Prozess gegen Kerem Schamberger in München

Am kommenden Freitag steht der Kommunikationswissenschaftler Kerem Schamberger vor dem Münchner Amtsgericht, weil er eine Anklageschrift gegen einen jungen Kurden auf Facebook gepostet hat.

Am Freitag, den 8. Juni, wird vor dem Amtsgericht München gegen den Kommunikationswissenschaftler Kerem Schamberger verhandelt.

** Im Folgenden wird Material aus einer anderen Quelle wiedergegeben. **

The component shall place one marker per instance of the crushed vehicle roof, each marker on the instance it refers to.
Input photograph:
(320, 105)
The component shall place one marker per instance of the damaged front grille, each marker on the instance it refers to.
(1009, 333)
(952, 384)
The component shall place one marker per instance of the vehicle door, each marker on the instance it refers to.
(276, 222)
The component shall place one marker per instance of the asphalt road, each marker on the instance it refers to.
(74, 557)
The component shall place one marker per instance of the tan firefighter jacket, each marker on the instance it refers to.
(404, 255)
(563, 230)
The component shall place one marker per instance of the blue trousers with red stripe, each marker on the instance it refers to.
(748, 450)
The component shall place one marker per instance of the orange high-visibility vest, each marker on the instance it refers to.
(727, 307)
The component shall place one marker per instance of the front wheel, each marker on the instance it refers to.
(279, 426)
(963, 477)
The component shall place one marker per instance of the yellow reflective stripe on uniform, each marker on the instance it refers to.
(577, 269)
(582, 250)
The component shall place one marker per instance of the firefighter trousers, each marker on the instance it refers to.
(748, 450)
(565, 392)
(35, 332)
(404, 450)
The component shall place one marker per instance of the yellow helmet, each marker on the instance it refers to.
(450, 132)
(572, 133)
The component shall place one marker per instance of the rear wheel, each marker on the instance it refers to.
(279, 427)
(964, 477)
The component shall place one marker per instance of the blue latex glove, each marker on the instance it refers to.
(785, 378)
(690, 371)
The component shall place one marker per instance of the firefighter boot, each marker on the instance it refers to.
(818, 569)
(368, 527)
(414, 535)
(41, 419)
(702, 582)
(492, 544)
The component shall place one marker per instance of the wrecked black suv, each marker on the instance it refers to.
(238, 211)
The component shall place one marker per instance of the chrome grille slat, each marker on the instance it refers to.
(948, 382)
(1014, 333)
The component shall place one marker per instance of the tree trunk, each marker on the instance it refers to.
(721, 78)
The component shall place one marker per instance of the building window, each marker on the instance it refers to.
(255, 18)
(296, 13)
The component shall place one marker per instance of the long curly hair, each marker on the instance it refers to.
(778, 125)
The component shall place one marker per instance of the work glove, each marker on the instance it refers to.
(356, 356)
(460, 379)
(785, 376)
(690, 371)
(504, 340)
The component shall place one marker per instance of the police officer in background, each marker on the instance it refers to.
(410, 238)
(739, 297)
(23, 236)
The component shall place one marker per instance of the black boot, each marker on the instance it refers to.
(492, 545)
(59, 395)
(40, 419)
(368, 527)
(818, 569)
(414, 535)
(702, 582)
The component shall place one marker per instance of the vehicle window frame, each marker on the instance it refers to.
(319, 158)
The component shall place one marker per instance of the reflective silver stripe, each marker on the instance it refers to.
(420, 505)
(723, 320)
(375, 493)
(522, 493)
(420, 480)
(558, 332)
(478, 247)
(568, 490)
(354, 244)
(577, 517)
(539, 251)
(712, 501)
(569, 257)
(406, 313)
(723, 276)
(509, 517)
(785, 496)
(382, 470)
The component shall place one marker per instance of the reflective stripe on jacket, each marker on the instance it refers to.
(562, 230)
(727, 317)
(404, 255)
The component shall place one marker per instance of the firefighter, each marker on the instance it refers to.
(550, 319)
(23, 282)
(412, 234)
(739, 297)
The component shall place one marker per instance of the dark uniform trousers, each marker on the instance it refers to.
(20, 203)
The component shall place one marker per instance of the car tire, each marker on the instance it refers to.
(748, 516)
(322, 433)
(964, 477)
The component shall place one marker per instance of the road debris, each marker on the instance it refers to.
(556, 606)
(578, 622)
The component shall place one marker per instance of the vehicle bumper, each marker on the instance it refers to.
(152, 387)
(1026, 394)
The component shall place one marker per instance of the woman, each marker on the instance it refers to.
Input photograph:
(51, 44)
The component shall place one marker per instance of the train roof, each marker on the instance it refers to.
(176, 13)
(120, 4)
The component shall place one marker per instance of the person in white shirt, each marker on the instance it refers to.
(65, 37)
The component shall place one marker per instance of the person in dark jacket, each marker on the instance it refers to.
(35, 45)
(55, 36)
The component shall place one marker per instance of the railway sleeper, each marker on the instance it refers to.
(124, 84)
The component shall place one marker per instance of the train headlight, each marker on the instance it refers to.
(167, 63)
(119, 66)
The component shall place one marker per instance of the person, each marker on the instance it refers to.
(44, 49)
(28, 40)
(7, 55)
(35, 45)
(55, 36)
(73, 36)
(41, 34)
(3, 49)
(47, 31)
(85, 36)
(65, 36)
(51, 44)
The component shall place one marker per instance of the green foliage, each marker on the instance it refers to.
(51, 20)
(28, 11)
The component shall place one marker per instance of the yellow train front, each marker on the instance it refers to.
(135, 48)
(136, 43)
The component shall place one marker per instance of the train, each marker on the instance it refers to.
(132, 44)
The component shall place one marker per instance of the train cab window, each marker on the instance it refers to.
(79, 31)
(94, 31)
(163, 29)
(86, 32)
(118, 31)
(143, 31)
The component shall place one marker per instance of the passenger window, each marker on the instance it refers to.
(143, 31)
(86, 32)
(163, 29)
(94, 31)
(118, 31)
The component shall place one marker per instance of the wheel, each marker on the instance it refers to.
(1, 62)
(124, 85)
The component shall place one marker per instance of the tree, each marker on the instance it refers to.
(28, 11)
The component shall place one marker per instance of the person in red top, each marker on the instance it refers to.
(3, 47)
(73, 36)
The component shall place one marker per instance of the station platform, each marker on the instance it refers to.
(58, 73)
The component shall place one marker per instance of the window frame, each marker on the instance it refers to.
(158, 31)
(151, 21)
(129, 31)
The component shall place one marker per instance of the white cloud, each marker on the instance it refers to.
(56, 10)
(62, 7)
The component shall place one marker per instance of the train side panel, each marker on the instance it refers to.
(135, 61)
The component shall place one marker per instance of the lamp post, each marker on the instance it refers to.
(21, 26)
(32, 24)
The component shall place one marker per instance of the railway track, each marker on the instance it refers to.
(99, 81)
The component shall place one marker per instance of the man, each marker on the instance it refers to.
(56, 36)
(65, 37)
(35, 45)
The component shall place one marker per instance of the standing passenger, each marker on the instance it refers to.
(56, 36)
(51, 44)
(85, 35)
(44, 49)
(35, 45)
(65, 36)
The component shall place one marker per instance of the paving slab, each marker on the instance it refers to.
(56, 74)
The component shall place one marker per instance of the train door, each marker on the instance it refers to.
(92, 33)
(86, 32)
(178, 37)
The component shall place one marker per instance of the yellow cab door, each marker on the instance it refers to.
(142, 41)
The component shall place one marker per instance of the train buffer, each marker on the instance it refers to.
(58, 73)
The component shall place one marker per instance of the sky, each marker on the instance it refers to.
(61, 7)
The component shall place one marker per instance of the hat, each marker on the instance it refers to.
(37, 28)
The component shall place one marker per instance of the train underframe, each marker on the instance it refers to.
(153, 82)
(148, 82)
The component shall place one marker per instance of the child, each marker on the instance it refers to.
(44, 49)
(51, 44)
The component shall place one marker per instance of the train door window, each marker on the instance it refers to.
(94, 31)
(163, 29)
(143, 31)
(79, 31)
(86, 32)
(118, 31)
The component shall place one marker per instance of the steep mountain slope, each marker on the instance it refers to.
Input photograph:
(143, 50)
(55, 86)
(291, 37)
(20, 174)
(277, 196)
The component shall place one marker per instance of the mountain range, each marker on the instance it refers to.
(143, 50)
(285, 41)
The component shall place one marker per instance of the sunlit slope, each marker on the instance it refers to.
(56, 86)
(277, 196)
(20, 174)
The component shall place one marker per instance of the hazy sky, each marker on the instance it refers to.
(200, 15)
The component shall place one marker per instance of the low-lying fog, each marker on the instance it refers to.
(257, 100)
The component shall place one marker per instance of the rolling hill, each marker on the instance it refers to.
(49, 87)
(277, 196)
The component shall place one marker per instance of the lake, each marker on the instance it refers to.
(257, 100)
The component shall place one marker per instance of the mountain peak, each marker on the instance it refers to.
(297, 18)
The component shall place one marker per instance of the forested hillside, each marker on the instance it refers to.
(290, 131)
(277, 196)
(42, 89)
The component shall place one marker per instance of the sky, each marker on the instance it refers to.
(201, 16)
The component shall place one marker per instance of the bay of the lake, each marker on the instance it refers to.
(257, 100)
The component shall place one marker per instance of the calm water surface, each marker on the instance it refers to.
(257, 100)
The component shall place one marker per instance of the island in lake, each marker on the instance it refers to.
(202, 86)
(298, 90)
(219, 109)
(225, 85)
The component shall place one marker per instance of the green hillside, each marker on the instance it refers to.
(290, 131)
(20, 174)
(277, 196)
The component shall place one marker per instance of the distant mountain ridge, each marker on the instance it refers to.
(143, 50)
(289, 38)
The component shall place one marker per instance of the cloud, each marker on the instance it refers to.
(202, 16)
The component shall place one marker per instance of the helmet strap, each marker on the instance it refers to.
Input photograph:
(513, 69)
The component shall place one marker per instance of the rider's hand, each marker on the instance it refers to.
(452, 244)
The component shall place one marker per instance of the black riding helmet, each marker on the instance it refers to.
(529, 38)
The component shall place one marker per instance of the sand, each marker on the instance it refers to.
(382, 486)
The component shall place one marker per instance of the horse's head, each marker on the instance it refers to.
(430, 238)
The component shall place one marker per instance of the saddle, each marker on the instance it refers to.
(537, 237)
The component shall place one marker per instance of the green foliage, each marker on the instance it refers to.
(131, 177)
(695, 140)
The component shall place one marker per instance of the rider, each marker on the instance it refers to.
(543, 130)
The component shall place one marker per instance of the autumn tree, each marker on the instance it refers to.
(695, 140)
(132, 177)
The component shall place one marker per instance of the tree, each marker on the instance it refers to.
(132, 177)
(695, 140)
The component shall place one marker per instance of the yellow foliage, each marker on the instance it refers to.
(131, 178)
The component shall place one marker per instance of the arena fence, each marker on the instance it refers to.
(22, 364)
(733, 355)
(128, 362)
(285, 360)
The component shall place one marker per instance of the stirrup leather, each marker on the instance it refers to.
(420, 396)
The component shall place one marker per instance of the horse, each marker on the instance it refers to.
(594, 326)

„Weil ich Mitte November 2017 die skandalöse Anklageschrift gegen einen jungen Kurden auf Facebook in geschwärzter Form (ohne Namen und Aktenzeichen, also anonym) gepostet hatte, hat das Amtsgericht München auf Betreiben der Staatsanwaltschaft München, die sich in den letzten Monaten und Jahren durch eine besonders eifrige Verfolgung kurdischer und türkischer Demokraten auszeichnet, einen Strafbefehl in Höhe von 3000 Euro an mich verschickt. Wegen ‚§ 353d (Absatz 3) Verbotene Mitteilungen über Gerichtsverhandlungen‘. Eine Lappalie, die laut Anwälten fast nie zur Anklage kommt“, erklärt Schamberger zu seinem Prozess. Die Zahlung des Strafbefehls hat er abgelehnt.

Ein Dutzend Verfahren wegen YPJ/YPG-Solidarität

Gegen Kerem Schamberger laufen zurzeit über ein Dutzend Ermittlungsverfahren wegen der öffentlichen Darbietung von Symbolen der Frauen- und Volksverteidigungseinheiten YPJ/YPG. Daher geht er davon aus, dass es nicht die letzte Gerichtsverhandlung in diesem Jahr sein wird:

„Insgesamt wird dies aller Wahrscheinlichkeit nach nicht der einzige Prozess für mich sein in diesem Jahr. Es laufen gut ein Dutzend weiterer Ermittlungsverfahren wegen Zeigens von Symbolen der Frauen- und Volksverteidigungseinheiten YPJ/YPG in Rojava. Es ist bisher noch unklar, wie die Staatsanwaltschaft und das Gericht damit verfahren. Bundesweit gibt es diesbezüglich fast nur Freisprüche oder Verfahrenseinstellungen. In Bayern wurden deshalb Wohnungen durchsucht (auch meine), Laptops, Smartphones und Speichermedien beschlagnahmt. Ohne jeglichen ermittlungsrelevanten Erkenntnisgewinn, wie die mir mittlerweile übermittelten Unterlagen der Staatsanwaltschaft deutlich machen. Was die Polizei und der Verfassungsschutz allerdings mit den gewonnenen Telefonnummern und Emailadressen machen, steht auf einem anderen Blatt.“

Aufruf zur Prozessbeobachtung

Schamberger bezeichnet das aktuelle Verfahren gegen ihn nachvollziehbar als „politischen Prozess“ und lädt zur Beobachtung ein. „Es geht den Repressionsbehörden primär um Einschüchterung und Disziplinierung. Dies wird nicht gelingen, solange wir zusammenstehen. Es gilt nach wie vor das alte Motto: Einen Finger kann man brechen, aber fünf Finger sind eine Faust“, erklärt Schamberger auf seinem Facebook-Account.

Die Gerichtsverhandlung beginnt um 9.00 Uhr am Amtsgericht München (Nymphenburgerstr. 16, Raum A124).